So, perhaps imagine an alternative history where eighteenth century English sailors talk to Chinese fisherman off the coast of Australia, and take the Chinese myths of small hairy men they met on the shores of a vast southern land to be just old wives' tales - and then find they're true. If the representatives of King George had found Australia carpeted with the glittering crystalline technology of an erectus nation-state, all of whose citizens spend the day in quiet inward-looking meditation (which is why they haven't colonized the world), might they not have been well-advised to quietly turn around and sail back out to sea, hoping not to have been noticed?

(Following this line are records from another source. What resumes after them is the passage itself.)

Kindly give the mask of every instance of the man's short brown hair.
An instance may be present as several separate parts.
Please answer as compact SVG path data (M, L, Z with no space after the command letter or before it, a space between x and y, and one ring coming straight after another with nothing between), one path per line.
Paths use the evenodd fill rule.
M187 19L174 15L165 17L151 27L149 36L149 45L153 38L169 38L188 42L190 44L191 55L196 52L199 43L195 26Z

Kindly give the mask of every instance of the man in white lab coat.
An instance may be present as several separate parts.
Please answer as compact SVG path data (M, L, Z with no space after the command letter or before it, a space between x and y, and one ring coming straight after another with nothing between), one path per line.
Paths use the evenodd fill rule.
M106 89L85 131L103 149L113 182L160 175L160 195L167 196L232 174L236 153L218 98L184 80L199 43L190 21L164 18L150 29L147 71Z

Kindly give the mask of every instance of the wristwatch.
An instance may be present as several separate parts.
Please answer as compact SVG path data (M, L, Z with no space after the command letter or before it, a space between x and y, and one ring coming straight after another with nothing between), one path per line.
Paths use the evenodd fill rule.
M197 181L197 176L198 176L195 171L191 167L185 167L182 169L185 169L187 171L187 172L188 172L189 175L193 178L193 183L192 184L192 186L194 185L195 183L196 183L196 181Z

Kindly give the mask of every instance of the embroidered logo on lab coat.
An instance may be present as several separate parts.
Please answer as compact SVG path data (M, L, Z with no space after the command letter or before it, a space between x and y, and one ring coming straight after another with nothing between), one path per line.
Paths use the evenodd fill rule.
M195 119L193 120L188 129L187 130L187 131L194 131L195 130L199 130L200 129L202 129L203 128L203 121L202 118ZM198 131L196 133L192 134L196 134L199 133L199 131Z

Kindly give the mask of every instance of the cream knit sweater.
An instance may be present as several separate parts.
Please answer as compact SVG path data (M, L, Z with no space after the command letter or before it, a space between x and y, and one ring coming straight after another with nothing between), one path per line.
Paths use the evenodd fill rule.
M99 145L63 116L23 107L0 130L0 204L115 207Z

What if that spear were a ray-gun?
Conversely, let's assume that today, there is a mistake that's been buried in satellite code since the first launches that has resulted in a certain latitude-longitude blind spot in the south Atlantic, where there turns out to be an island harboring barely-tool-using erectus. With our modern sensibilities, would it be moral to make contact with these "people"? Could we make contact with them, if they can't fully understand language? Meaningful and fair trade would seem to be out of the question. They could barely be assimilated into the global economy as manual laborers, and their island would be quickly swindled out from under them by the tall pretty people who came to visit them. What could be a possible positive outcome for them? In 2100, will humans again accept serfdom as a moral alternative for these not-chimps-but-not-people? Or should the U.N. keep them isolated as a nature preserve, defending the island from smugglers and poachers, and darting the curious ones that swim out to the observation boats, to be replaced back in their brush-nests before they see anything?